Programmatically organising news with elisp

elfeed is a feed reader that’s programmable. This means that you can use code to automatically organise and prioritise news based on your requirements.

I thought it would be fun and interesting to share how I organise my news with the Elisp programming language.

I’m going to discuss how I organise content from news aggregator sites with user commentary, sites like Reddit and HackerNews.

The code below is used to organise Reddit content.

I start by tagging content newer than 1 day, as requiring user commentary.
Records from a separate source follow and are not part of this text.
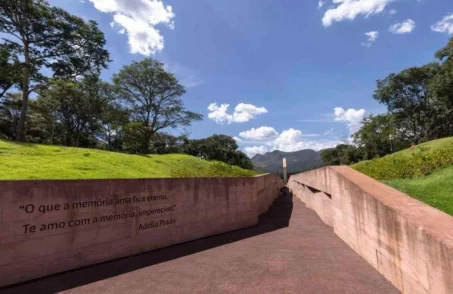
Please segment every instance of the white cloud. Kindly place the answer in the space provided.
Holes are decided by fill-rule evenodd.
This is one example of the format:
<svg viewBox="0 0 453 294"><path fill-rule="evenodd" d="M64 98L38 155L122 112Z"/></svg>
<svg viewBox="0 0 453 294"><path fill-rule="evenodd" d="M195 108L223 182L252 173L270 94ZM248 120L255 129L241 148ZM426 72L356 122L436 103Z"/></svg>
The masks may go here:
<svg viewBox="0 0 453 294"><path fill-rule="evenodd" d="M256 116L267 113L264 107L257 107L252 104L239 103L232 114L228 113L229 104L211 103L208 106L210 113L208 117L218 124L243 123L254 119Z"/></svg>
<svg viewBox="0 0 453 294"><path fill-rule="evenodd" d="M395 15L398 11L396 9L390 9L389 14L390 15Z"/></svg>
<svg viewBox="0 0 453 294"><path fill-rule="evenodd" d="M259 127L259 128L251 128L248 131L239 133L239 136L246 139L246 140L272 140L278 136L278 132L271 127Z"/></svg>
<svg viewBox="0 0 453 294"><path fill-rule="evenodd" d="M266 146L252 146L252 147L244 148L244 152L245 152L245 154L248 155L248 157L253 157L256 154L264 154L268 151L269 151L269 149L267 149Z"/></svg>
<svg viewBox="0 0 453 294"><path fill-rule="evenodd" d="M453 14L447 15L431 26L431 30L438 33L453 34Z"/></svg>
<svg viewBox="0 0 453 294"><path fill-rule="evenodd" d="M244 148L244 152L250 157L253 157L255 154L264 154L272 150L284 152L294 152L302 149L321 150L335 147L341 143L340 140L307 140L307 137L318 137L320 135L303 134L302 131L293 128L284 130L278 134L274 128L261 127L242 132L240 136L247 140L255 140L244 141L238 138L243 144L262 144L260 146L247 146Z"/></svg>
<svg viewBox="0 0 453 294"><path fill-rule="evenodd" d="M300 130L290 128L283 131L274 141L273 150L294 152L302 149L321 150L334 147L339 141L306 141Z"/></svg>
<svg viewBox="0 0 453 294"><path fill-rule="evenodd" d="M402 35L409 34L415 28L415 22L412 19L407 19L401 23L394 24L389 31L393 34Z"/></svg>
<svg viewBox="0 0 453 294"><path fill-rule="evenodd" d="M236 141L236 143L241 143L242 139L239 137L234 136L233 139Z"/></svg>
<svg viewBox="0 0 453 294"><path fill-rule="evenodd" d="M325 27L331 26L334 22L343 20L354 20L359 15L368 17L379 14L394 0L333 0L333 8L324 13L322 23Z"/></svg>
<svg viewBox="0 0 453 294"><path fill-rule="evenodd" d="M379 37L379 33L377 31L368 32L368 33L365 33L365 35L368 37L368 41L362 43L362 45L365 47L371 47L371 45L373 45L373 43Z"/></svg>
<svg viewBox="0 0 453 294"><path fill-rule="evenodd" d="M342 107L335 107L334 115L335 121L344 122L349 128L351 134L357 132L360 129L361 122L365 116L365 109L353 109L344 110Z"/></svg>
<svg viewBox="0 0 453 294"><path fill-rule="evenodd" d="M164 49L164 37L156 29L163 24L174 28L171 6L160 0L90 0L94 7L104 13L113 14L112 27L120 34L127 33L131 53L145 56Z"/></svg>
<svg viewBox="0 0 453 294"><path fill-rule="evenodd" d="M326 4L326 0L319 0L318 2L318 9L322 8Z"/></svg>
For the time being, this content will not show up in the feed reader.

(add-hook 'elfeed-new-entry-hook
 (elfeed-make-tagger :feed-url "www\\.reddit\\.com"
 :after "1 day ago"
 :add 'require-commentary))

Content that is older than 1 day, should have enough user commentary, so I remove the tag indicating that it requires user commentary.
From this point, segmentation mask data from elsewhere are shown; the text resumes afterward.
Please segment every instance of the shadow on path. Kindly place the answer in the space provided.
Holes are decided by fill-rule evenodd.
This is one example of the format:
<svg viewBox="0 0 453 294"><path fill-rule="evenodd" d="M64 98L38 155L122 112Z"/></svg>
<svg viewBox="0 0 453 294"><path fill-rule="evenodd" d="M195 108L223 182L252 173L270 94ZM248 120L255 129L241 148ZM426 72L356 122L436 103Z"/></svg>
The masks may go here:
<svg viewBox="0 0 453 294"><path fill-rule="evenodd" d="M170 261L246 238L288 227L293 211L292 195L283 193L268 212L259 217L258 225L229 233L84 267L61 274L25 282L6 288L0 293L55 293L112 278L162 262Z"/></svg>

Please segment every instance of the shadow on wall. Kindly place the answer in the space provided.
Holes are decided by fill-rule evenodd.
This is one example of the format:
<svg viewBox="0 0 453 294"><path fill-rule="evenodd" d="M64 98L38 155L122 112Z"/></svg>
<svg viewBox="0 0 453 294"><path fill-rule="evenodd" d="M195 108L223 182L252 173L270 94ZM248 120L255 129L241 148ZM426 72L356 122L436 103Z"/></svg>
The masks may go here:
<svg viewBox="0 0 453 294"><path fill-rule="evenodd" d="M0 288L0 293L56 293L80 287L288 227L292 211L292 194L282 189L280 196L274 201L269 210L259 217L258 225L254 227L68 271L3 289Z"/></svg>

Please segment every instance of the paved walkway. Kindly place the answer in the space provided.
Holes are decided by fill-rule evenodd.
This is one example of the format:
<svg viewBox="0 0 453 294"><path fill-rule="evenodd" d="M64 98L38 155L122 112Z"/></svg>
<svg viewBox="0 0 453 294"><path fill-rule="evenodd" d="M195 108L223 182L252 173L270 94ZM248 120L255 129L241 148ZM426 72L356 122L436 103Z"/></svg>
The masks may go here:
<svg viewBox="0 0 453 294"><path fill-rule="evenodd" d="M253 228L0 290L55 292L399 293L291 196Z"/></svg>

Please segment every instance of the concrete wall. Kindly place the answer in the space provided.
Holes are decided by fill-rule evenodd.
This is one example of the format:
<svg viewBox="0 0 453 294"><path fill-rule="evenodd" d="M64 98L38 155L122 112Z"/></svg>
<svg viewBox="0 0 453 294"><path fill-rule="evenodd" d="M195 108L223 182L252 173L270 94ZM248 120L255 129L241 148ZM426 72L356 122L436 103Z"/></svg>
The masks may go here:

(add-hook 'elfeed-new-entry-hook
 (elfeed-make-tagger :feed-url "www\\.reddit\\.com"
 :before "1 day ago"
 :remove 'require-commentary))

The absence of the “require-commentary” tag, means that the content will be processed. Processing the content involves gathering the article link, the link to the comments page on the news aggregator site, and the comment count (which I use to prioritise content) — and storing all this as metadata.
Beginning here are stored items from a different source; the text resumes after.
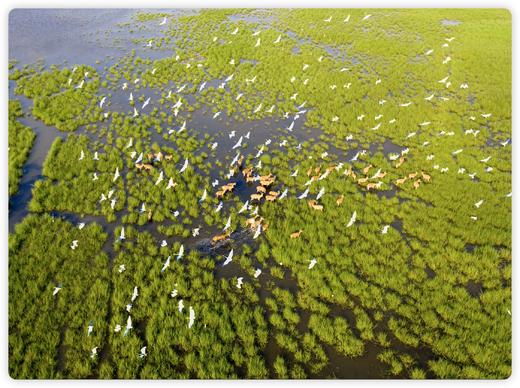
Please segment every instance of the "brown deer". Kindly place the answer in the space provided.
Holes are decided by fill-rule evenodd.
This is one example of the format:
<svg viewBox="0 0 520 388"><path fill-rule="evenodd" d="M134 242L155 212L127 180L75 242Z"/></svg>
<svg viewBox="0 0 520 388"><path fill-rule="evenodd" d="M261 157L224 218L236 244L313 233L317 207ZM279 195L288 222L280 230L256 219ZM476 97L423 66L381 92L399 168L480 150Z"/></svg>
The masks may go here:
<svg viewBox="0 0 520 388"><path fill-rule="evenodd" d="M216 244L220 241L225 241L225 240L227 240L228 237L229 237L229 233L217 234L216 236L213 236L211 238L211 243Z"/></svg>
<svg viewBox="0 0 520 388"><path fill-rule="evenodd" d="M343 203L343 200L345 199L345 196L341 194L338 199L336 199L336 205L339 206Z"/></svg>
<svg viewBox="0 0 520 388"><path fill-rule="evenodd" d="M414 179L416 176L417 176L417 171L411 172L410 174L408 174L408 178L410 178L410 179Z"/></svg>
<svg viewBox="0 0 520 388"><path fill-rule="evenodd" d="M407 177L400 178L400 179L396 179L395 184L396 184L397 186L400 186L400 185L402 185L404 182L406 182L407 179L408 179Z"/></svg>
<svg viewBox="0 0 520 388"><path fill-rule="evenodd" d="M300 235L301 235L302 233L303 233L303 230L300 229L300 230L297 231L297 232L293 232L293 233L291 233L291 235L290 235L289 237L290 237L290 238L298 238L298 237L300 237Z"/></svg>
<svg viewBox="0 0 520 388"><path fill-rule="evenodd" d="M432 179L432 177L426 174L424 171L421 171L421 176L425 182L430 182L430 180Z"/></svg>
<svg viewBox="0 0 520 388"><path fill-rule="evenodd" d="M399 167L401 167L401 166L403 165L403 163L404 163L405 160L406 160L405 157L404 157L404 156L401 156L401 157L399 158L399 160L397 161L397 163L395 164L395 168L399 168Z"/></svg>
<svg viewBox="0 0 520 388"><path fill-rule="evenodd" d="M251 194L251 201L260 201L264 195L260 194Z"/></svg>
<svg viewBox="0 0 520 388"><path fill-rule="evenodd" d="M415 190L417 190L419 188L419 186L421 185L421 180L420 179L417 179L414 183L413 183L413 188Z"/></svg>
<svg viewBox="0 0 520 388"><path fill-rule="evenodd" d="M370 171L370 169L374 167L372 166L371 164L369 164L368 166L366 166L364 169L363 169L363 174L367 175L368 172Z"/></svg>
<svg viewBox="0 0 520 388"><path fill-rule="evenodd" d="M267 189L264 186L256 186L256 192L265 194L267 192Z"/></svg>
<svg viewBox="0 0 520 388"><path fill-rule="evenodd" d="M323 211L323 205L318 205L318 202L316 202L315 199L311 199L307 203L309 204L309 207L313 208L314 210Z"/></svg>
(defun edin-elfeed/process-reddit (entry)
  (when (and (elfeed-tagged-p 'reddit entry)
	     (not (elfeed-tagged-p 'require-commentary entry))
	     (not (elfeed-tagged-p 'processed entry))) ;; optimisation, to stop re-scraping of entries (e.g. comment count)
    (edin-elfeed/add-reddit-op-link-as-metadata entry)
    (edin-elfeed/add-reddit-comment-link-as-metadata entry)
    (edin-elfeed/add-reddit-comment-count-as-metadata entry)
    (elfeed-tag entry 'processed)))

The article link is extracted from the RSS entry’s content retrieved from Reddit RSS feed:

(defun edin-elfeed/get-reddit-op-link-from-source (entry)
  (let ((content (elfeed-deref (elfeed-entry-content entry))))
    (cond ((null content) nil)
	  ((string-match "<a href=\"\\([^\"]+\\)\">\\[link\\]</a>" content) (match-string 1 content))
	  (t nil))))

The comments page link, in the case of Reddit, is retrieved from the RSS entry:

(defun edin-elfeed/get-reddit-comment-link-from-source (entry)
  (elfeed-entry-link entry))

While the comment count is acquired by scraping the HTML of the Reddit comments page:

(defun edin-elfeed/get-reddit-comment-count-from-source (entry)
  (with-current-buffer (url-retrieve-synchronously (elfeed-meta entry :comment-link))
    (let ((s (buffer-string)))
      (if (string-match ">\\([0-9]+\\) comments?</a>" s)
	  (string-to-number (match-string 1 s))
	0))))

Finally, the content is prioritised based on the number of comments it has received:

(defun edin-elfeed/add-priority-tags (entry)
  (when (and (or (elfeed-tagged-p 'reddit entry)
		 (elfeed-tagged-p 'hn entry))
	     (elfeed-tagged-p 'processed entry))
    (let ((comment-count (elfeed-meta entry :comment-count)))
      (cond ((< comment-count 50) (elfeed-tag entry 'low-priority))
	    ((>= comment-count 100) (elfeed-tag entry 'high-priority))))))

Feed readers are a great way to reduce the distractions of the modern web, while elfeed’s programmability gives you the power to define how you want to read the news.